Inconscientemente agarro ese vago gusano que vive en el hueco de la escalera de la esquina y lo estiro sin piedad como si fuera un chicle. Su cabeza y su punta se alejan cada vez más, se van separando lentamente. No se rompe aun poniendo todo mi empeño en partirlo en dos, de modo que decido volverlo a juntar en una pequeña y casi invisible bolita. Redonda y semi perfecta, ocupa un pequeño espacio en ese pliegue especial de mi cerebro, pero sigue estando presente por más que intento disminuir su tamaño. Lo revuelvo de todas las formas que se me ocurren, aunque poco a poco, me desmotivo al ver que sigue intacto, como si los violentos pisotones de mi mente no le hubieran ni rozado.

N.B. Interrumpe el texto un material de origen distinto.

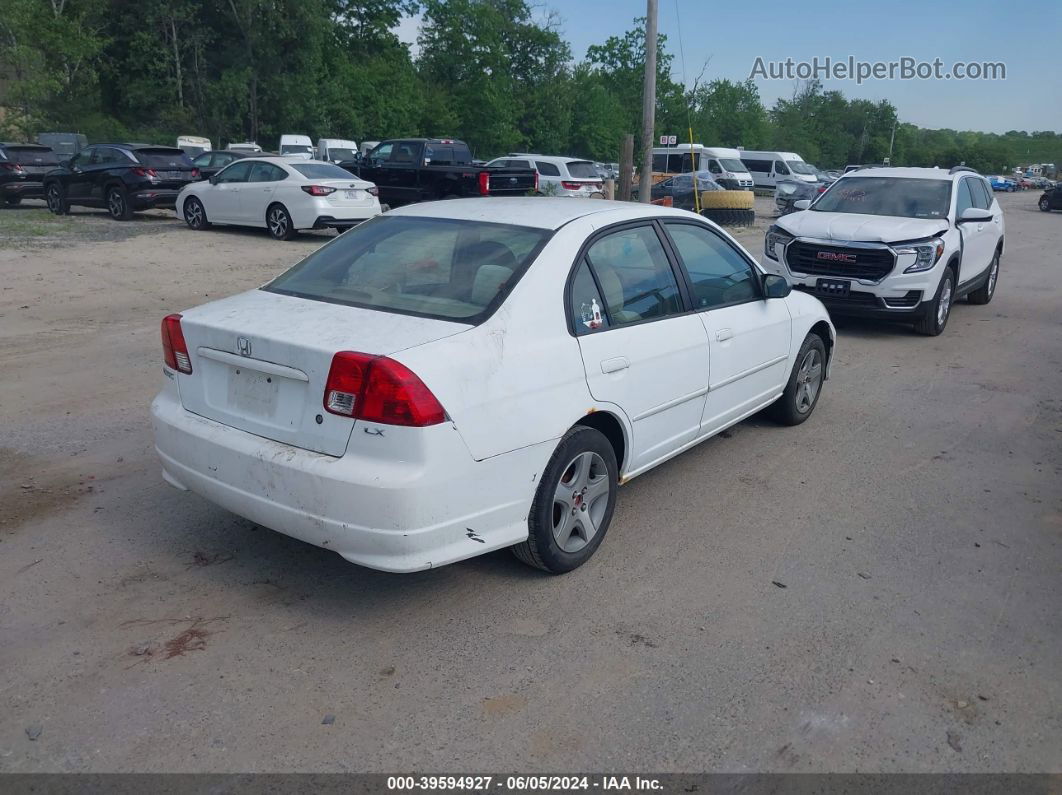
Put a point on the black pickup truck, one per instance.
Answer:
(408, 170)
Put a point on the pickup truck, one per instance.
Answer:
(408, 170)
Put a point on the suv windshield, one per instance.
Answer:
(886, 195)
(433, 268)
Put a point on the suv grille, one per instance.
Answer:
(828, 260)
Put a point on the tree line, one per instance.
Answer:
(497, 73)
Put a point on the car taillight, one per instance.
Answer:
(379, 390)
(174, 348)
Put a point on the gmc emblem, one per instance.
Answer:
(836, 257)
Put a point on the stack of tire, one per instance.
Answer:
(729, 207)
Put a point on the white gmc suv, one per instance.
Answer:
(900, 244)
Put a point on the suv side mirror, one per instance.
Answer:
(775, 287)
(974, 215)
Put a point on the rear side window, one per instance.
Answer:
(635, 276)
(583, 170)
(587, 308)
(433, 268)
(322, 171)
(719, 275)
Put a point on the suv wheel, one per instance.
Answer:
(940, 308)
(56, 202)
(574, 503)
(278, 222)
(118, 204)
(195, 214)
(985, 292)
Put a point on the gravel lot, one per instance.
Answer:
(874, 590)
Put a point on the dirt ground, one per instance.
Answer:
(874, 590)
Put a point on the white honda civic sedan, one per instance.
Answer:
(281, 194)
(456, 377)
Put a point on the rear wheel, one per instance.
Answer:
(278, 221)
(195, 214)
(574, 504)
(805, 383)
(56, 200)
(940, 308)
(118, 204)
(985, 292)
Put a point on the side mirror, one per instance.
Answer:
(775, 287)
(974, 215)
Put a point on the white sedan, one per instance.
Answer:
(283, 194)
(457, 377)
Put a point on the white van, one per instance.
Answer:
(296, 145)
(337, 150)
(726, 168)
(193, 144)
(767, 168)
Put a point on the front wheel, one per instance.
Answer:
(574, 503)
(278, 221)
(805, 383)
(940, 308)
(985, 292)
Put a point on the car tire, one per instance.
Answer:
(195, 214)
(564, 532)
(118, 204)
(805, 383)
(983, 294)
(730, 217)
(935, 317)
(278, 222)
(57, 204)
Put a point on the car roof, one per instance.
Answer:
(906, 173)
(542, 212)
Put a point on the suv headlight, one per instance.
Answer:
(775, 236)
(926, 255)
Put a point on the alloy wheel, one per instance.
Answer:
(580, 501)
(808, 380)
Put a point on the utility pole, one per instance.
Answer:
(648, 105)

¿Es capaz mi alma de pensar? Quizás sí, puesto que el gusano, hijo del cansancio y la apatía, ha nacido allí y no me deja estar en blanco. Desea moverse, sobrevivir alimentándose de la soledad que habita en mi estómago. Quiere existir a costa de mi felicidad.
Con esa última y solitaria sensación clavada como una navaja en el centro de mí, caigo en un profundo sueño del que quizá no despierte nunca, puesto que el pensamiento que ahora me invade es un parásito insaciable.